The need for iron increases during pregnancy. A deficiency leads to anemia, which is relatively common among pregnant women. Therefore, iron supplementation is recommended for expectant mothers. What symptoms does an iron deficiency cause, and should every pregnant woman take this element?

Iron is an element that plays an extremely important role in the human body. It is a component of hemoglobin, which is responsible for transporting oxygen to all body cells. During pregnancy, the need for iron increases due to the growth of the baby, placenta, fetal membranes, and the enlargement of the uterus. Additionally, the woman’s body prepares for the blood loss around childbirth. It is believed that the iron requirement increases by 1 mg per day in the first trimester and by 7.5 mg per day in the third trimester. An iron deficiency leads to microcytic anemia (iron deficiency anemia), which can result in consequences such as miscarriage, premature birth, or intrauterine growth restriction (IUGR) of the fetus.

Iron deficiency – symptoms

Symptoms of an iron deficiency include fatigue, headaches, reduced activity, shortness of breath on exertion, and palpitations. Additionally, pregnant women may complain of pale skin, cracks at the corners of the mouth, as well as hair loss and hair breakage. Problems with concentration and excessive drowsiness may also occur.

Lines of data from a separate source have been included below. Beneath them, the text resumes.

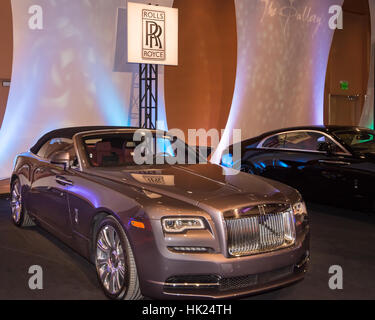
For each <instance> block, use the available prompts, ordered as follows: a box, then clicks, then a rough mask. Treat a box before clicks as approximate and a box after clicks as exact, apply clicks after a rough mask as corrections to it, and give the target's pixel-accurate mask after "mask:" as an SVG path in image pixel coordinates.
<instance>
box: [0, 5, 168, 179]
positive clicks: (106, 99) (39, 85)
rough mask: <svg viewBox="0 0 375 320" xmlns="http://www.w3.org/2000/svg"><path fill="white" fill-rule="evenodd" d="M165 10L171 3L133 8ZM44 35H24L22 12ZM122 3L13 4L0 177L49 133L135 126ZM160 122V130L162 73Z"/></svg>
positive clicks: (135, 79) (135, 103) (162, 114)
mask: <svg viewBox="0 0 375 320" xmlns="http://www.w3.org/2000/svg"><path fill="white" fill-rule="evenodd" d="M134 2H144V3H152V4H155V3H158V4H159V5H164V6H172V4H173V0H158V1H154V0H144V1H141V0H134ZM32 5H39V6H41V8H42V9H43V20H44V21H43V29H42V30H31V29H30V28H29V19H30V17H31V16H32V15H30V14H29V8H30V6H32ZM126 7H127V1H126V0H22V1H20V0H12V12H13V33H14V50H13V52H14V58H13V72H12V86H11V90H10V94H9V99H8V104H7V109H6V113H5V116H4V120H3V125H2V127H1V130H0V145H1V148H0V177H9V176H10V174H11V170H12V163H13V159H14V157H15V156H16V154H18V153H20V152H24V151H27V150H29V148H30V147H31V146H32V144H33V143H34V142H35V140H36V139H37V138H38V137H40V136H41V135H42V134H44V133H45V132H47V131H49V130H53V129H56V128H62V127H69V126H81V125H123V126H126V125H137V122H138V114H137V112H136V110H135V109H134V108H136V105H137V103H138V96H137V95H138V89H137V82H138V74H137V73H138V68H137V66H133V65H129V64H127V63H126V59H127V54H126V52H127V47H126V38H124V37H126V29H125V27H126ZM160 73H161V75H160V81H159V83H160V86H159V97H160V111H159V119H161V120H164V122H165V108H164V87H163V83H164V81H163V68H161V72H160Z"/></svg>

Iron in pregnancy – dosage

In the case of diagnosed anemia due to iron deficiency, treatment for pregnant women begins with low doses taken over a longer period of time. If the values do not improve, the doctor often changes the preparation. Furthermore, guidelines recommend that if ferritin levels (the iron-storing protein) in the blood are < 60 mcg/l in a woman without anemia, iron supplementation at a dose of about 30 mg per day from the 16th week of pregnancy may be considered.

How should iron be taken during pregnancy?

Iron in pregnancy should ideally be taken on an empty stomach or between meals. It has been shown that it is best absorbed under these conditions. However, if the expectant mother experiences digestive issues, iron can be taken with a meal, although this may reduce absorption. If, despite oral supplementation and increasing the iron dose, the values do not improve, it may be necessary to administer iron intravenously.

Iron – side effects

The most common side effects of iron supplements are digestive issues. These include constipation, stomach pain, nausea, and even vomiting. If any side effects occur, it is best to report them to the attending doctor, who may recommend a different iron preparation.

Does iron harm pregnancy?

Supplementation is only recommended in the case of iron deficiency and not for all pregnant women. It has been shown that an excess of this element can have negative effects on the course of pregnancy. Studies have shown a possible connection with the development of insulin resistance, diabetes, and preeclampsia.

Which foods contain iron?

Iron is found in meat and fish. Sources of non-heme iron include vegetables such as parsley, spinach, beetroot, and whole grains. It is important to note that iron absorption can be increased or decreased by other foods. For example, vitamin C, which is found in orange juice, promotes iron absorption from the digestive tract, while substances in tea or bran can reduce it.